The boys I went with that night shook their heads as Mashi and I rushed up to the front, lined up in the queue, eager to get a photo with Zumbo. I even went to the extent of asking him a billion questions when I got to the head of the queue (and yes, probably would've had a few people tut-tut-tutting behind me but I ignored them). Great to finally speak to Mr Zumbo!

So I did try to get tickets to the Masterclass that Zumbo is hosting in December as part of the Harvey Norman Gourmet Kitchen. Unfortunately got in too late and have been told to get in touch later in December as and when they may release a second session. Fingers crossed I'll be lucky and get myself a ticket!

Sunday, 5 June 2011

badde manors cafe @ glebe pt. rd., glebe

It's been one of those months where I've been out and about, catching up with friends, trying out new food places, attending events, celebrating birthdays and when I'm not doing any of those things, it's been rather relaxing to kick back with a cup of tea, read a book, watch a movie, read some new blogs and just do anything that seems to feel right at the time. I guess you could call it my yearly blog holiday where I abandon this blog catch up on myself. Anyway, time to bring you up to speed on what I've been up to!

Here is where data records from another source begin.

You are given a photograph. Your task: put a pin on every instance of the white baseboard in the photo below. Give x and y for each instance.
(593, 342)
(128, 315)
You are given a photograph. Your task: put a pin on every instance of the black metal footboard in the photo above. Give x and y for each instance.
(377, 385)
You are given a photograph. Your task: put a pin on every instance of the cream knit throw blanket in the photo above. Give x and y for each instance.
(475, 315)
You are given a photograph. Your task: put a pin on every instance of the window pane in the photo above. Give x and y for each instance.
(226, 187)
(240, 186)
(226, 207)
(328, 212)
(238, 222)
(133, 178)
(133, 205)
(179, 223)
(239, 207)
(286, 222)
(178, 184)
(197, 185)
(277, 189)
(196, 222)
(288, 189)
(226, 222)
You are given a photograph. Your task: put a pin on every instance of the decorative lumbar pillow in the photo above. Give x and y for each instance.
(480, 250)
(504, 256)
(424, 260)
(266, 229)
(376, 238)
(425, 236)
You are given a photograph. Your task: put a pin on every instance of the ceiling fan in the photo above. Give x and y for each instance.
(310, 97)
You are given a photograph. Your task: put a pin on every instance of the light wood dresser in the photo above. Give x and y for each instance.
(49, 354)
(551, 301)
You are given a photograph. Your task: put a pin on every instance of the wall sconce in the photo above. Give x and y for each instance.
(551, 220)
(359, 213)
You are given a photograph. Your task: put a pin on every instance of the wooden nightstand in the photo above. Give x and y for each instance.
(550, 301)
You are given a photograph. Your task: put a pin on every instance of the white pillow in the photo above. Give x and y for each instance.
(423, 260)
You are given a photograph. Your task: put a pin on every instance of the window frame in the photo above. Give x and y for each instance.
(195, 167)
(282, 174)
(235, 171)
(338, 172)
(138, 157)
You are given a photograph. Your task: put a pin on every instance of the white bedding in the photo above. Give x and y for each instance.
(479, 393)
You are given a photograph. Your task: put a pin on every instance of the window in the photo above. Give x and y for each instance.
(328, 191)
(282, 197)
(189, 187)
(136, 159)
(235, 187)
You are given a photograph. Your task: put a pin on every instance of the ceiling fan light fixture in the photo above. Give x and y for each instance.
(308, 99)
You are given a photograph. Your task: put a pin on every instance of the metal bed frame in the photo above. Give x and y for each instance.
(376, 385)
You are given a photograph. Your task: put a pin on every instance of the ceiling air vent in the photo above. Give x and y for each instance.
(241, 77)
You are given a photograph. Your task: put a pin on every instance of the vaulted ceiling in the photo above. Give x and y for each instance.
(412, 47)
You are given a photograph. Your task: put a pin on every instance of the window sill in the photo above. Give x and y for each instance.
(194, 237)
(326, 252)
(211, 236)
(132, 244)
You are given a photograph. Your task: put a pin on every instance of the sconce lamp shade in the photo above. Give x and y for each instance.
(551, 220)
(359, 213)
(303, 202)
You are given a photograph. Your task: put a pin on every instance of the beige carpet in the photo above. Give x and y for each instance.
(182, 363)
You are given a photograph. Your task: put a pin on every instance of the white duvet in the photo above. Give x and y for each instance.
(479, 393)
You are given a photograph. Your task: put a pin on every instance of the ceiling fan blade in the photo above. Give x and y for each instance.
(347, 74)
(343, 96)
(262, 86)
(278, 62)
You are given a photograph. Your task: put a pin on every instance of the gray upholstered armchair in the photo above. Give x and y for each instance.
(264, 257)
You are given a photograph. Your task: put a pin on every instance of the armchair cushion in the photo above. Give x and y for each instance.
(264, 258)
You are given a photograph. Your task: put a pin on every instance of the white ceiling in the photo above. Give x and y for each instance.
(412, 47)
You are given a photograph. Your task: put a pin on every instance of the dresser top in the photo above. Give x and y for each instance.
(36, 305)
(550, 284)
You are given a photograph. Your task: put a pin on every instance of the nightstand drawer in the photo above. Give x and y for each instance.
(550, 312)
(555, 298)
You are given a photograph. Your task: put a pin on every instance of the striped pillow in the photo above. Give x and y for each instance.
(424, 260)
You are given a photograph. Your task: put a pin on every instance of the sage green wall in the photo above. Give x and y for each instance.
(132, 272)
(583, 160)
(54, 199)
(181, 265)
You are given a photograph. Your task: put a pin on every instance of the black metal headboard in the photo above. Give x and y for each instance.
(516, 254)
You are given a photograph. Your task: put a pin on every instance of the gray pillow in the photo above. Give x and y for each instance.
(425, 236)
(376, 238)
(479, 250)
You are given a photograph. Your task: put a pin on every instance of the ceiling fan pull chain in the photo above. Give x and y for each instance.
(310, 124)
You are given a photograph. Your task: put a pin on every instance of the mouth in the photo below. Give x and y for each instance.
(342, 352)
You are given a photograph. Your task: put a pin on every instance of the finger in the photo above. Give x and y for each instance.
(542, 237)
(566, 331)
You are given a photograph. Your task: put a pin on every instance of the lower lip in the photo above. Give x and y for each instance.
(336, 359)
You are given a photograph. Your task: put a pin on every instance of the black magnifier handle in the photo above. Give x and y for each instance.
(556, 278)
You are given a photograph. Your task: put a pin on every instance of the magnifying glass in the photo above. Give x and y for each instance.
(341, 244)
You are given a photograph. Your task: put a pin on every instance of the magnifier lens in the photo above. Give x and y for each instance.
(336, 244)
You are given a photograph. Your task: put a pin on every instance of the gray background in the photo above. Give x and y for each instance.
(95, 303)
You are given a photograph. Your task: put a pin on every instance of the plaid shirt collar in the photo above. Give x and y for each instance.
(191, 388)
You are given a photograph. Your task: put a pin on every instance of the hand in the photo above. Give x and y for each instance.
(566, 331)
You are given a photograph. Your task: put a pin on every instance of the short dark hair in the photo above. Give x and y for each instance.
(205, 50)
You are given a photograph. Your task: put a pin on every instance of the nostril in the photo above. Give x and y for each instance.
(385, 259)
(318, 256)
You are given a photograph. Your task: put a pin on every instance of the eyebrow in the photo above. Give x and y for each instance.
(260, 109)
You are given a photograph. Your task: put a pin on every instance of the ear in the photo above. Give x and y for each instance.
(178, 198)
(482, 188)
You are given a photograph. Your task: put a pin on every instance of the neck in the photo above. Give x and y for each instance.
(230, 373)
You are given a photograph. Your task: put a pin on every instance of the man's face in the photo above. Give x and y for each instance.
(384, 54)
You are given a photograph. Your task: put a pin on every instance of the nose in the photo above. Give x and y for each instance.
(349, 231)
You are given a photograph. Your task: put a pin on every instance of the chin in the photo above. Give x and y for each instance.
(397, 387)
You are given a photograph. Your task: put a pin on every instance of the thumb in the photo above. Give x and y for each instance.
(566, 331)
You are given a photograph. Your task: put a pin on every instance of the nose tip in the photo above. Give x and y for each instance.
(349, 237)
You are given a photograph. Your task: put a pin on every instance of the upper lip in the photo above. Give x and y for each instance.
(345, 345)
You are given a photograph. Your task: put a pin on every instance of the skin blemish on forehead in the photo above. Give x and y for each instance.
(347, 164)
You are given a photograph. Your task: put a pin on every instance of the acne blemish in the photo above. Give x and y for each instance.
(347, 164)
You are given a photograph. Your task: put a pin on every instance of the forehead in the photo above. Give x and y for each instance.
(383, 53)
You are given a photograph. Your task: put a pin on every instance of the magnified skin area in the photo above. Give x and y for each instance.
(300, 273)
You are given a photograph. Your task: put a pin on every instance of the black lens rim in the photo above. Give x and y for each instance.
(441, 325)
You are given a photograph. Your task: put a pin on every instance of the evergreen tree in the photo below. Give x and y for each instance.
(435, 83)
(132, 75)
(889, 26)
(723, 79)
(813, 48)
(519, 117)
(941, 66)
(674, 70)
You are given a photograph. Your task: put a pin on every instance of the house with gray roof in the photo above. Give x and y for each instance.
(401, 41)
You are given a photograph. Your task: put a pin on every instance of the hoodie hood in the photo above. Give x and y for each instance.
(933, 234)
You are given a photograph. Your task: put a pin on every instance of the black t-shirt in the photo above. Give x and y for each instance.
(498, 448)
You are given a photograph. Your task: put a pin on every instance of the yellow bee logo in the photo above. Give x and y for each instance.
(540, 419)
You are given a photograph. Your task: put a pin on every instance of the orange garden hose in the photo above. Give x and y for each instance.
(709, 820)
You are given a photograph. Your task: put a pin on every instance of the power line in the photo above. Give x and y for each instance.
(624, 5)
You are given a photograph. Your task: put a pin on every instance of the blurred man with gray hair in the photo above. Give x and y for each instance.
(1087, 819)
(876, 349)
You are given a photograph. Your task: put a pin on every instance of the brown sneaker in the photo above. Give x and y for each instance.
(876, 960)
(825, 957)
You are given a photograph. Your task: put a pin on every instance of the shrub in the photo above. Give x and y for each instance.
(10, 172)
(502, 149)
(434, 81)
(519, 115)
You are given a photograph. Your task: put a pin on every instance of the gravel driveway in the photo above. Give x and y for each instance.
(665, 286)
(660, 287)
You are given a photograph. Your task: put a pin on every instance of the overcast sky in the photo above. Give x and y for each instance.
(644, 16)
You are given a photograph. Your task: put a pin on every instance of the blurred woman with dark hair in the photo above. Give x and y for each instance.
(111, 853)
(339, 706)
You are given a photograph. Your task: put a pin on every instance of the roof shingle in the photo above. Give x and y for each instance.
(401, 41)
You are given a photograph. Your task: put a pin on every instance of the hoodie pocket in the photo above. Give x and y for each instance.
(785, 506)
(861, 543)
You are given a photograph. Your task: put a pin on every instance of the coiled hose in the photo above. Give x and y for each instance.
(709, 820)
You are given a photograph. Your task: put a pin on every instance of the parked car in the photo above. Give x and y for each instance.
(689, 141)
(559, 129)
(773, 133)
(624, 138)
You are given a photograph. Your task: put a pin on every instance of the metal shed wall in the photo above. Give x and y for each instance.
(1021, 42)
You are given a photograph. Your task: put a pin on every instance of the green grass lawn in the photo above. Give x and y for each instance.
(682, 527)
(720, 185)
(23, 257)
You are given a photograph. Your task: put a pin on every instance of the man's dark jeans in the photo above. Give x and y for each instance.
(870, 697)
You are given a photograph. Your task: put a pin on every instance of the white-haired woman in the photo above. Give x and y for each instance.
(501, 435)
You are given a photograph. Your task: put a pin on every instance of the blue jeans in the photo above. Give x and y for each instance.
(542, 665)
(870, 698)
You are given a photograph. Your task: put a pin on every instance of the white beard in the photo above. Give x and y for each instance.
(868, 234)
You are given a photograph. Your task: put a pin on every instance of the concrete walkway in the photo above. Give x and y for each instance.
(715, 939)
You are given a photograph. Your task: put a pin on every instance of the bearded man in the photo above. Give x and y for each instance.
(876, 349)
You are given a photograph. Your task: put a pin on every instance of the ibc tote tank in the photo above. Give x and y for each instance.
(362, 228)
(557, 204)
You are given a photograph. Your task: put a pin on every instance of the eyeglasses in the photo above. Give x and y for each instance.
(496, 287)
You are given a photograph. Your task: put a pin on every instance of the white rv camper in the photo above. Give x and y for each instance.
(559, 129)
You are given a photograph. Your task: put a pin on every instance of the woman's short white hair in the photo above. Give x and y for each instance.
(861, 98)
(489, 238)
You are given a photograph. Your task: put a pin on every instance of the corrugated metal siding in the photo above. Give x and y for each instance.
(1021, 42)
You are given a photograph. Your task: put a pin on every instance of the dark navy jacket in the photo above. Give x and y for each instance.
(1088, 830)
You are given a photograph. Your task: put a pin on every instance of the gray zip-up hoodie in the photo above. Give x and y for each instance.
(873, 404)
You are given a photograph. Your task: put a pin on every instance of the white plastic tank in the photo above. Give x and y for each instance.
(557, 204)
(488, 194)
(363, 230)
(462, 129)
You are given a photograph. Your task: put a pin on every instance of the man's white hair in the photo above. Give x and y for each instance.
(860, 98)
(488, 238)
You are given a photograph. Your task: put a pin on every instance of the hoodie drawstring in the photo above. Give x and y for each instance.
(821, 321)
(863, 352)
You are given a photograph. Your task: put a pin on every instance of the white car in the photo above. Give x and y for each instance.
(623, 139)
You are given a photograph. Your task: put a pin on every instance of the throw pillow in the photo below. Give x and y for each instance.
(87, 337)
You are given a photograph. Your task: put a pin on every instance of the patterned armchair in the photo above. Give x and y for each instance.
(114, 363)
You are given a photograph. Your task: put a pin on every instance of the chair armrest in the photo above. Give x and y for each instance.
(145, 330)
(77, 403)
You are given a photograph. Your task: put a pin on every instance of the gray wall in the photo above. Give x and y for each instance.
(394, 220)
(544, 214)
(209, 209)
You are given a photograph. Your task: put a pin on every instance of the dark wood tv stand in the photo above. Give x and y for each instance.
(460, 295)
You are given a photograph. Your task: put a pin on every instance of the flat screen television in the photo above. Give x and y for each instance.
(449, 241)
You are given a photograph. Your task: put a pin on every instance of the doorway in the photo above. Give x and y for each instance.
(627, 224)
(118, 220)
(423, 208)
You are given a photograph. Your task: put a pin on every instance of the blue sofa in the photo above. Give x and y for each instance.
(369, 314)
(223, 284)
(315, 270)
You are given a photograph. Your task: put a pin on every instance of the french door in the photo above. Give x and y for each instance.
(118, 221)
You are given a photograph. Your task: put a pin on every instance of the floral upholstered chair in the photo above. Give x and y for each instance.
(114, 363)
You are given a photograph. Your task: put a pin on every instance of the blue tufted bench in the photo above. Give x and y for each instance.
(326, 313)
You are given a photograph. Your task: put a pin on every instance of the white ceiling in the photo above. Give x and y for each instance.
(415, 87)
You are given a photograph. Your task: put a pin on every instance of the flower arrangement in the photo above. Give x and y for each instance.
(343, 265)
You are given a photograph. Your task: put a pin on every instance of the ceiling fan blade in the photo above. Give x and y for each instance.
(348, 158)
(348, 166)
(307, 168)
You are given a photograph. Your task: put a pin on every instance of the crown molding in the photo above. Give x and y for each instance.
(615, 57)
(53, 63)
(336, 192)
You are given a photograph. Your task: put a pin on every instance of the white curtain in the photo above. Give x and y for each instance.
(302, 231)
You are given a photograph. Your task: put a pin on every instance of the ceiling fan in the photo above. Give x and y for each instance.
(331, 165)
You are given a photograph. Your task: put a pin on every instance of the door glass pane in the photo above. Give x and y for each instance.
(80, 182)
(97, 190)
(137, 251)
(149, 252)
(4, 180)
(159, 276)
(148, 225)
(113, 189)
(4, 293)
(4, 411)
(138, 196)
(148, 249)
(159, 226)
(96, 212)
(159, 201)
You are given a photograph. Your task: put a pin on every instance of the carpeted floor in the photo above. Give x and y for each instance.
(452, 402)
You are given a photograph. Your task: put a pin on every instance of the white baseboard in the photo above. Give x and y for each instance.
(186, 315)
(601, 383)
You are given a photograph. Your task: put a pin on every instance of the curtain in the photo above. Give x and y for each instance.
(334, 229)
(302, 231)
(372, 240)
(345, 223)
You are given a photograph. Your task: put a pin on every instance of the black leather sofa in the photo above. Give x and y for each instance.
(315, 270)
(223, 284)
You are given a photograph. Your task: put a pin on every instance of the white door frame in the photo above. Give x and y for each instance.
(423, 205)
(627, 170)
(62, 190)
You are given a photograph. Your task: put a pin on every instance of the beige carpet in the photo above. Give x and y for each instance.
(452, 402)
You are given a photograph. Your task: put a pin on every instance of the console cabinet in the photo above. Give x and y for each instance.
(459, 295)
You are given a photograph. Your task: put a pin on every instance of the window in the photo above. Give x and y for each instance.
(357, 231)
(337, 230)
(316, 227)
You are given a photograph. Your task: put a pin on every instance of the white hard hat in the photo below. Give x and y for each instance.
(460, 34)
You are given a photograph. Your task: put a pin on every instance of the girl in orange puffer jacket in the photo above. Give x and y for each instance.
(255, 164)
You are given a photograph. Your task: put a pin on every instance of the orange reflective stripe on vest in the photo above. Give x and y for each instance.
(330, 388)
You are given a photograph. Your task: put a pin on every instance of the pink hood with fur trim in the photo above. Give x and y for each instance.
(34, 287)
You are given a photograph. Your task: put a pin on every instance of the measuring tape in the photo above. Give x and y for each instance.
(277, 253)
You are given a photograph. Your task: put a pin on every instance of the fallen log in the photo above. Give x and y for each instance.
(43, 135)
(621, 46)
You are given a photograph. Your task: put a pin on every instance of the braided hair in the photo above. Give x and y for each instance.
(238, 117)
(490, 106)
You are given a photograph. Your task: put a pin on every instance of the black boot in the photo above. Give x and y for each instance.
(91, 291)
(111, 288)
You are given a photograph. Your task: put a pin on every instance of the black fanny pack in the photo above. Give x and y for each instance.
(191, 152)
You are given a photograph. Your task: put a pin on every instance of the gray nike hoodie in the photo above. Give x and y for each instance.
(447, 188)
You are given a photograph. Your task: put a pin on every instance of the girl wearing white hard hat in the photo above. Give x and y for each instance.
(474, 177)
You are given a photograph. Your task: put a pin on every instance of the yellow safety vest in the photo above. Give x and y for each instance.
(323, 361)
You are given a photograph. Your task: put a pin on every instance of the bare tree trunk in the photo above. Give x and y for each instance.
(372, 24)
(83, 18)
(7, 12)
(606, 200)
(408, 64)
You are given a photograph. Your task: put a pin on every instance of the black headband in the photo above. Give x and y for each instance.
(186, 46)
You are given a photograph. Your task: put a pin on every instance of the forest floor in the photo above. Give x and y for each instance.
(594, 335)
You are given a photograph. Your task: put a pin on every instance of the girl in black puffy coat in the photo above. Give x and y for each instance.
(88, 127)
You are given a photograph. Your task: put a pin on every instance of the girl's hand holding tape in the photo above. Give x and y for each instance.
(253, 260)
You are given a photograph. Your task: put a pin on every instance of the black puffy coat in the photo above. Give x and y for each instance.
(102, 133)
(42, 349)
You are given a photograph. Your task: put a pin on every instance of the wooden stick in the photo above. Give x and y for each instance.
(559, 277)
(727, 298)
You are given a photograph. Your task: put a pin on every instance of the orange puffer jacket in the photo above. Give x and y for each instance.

If you're after a place that's a little out of the ordinary, let me recommend you try Badde Manors Cafe on Glebe Pt. Road in Glebe. I've walked past this cafe a fair few times but only got round to trying it one night as we were on our way to Fox Studios to meet Adriano Zumbo (well see him demonstrate anyway - not actually hang out with him as much as I wish, anyway post to follow). Little did I know this cafe only served up vegetarian food and call me slow, it was only a good few minutes into reading the menu that the boy pointed out that there was no meat on the menu! (but you must admit, there actually aren't that many places in Sydney which only serve up vegetarian food)

A refreshing house made lemonade for me. 

There were four of us eating that night and we ordered all our dishes to share. A rather delicious and filling vegetarian lasagna served with slices of toasted buttered bread.

Mixed Lebanese platter - my favourite being the fried slices of haloumi (they could really just make that a dish of its own!)

A generous serving of Mixed Mushroom risotto.

Corn fritters with salsa - my favourite dish of the night.

All I can say is that I've been severely misguided when it comes to vegetarian food. Maybe through bad experiences at other places where there hasn't been enough food on the plate or the food has lacked flavour or just been so expensive for some vegies on a plate. Eating at Badde Manor's cafe was worth every penny! Each dish was packed with flavour, filling too as the four of us struggled to clean up the plates. I have my eye on the Tofu burger to try the next time I'm here.

There's actually a lot of dining options on Glebe Pt. Road. I'm waiting for Mashi to finish her exam and we can go food crawling down the road. Yip yip hooray!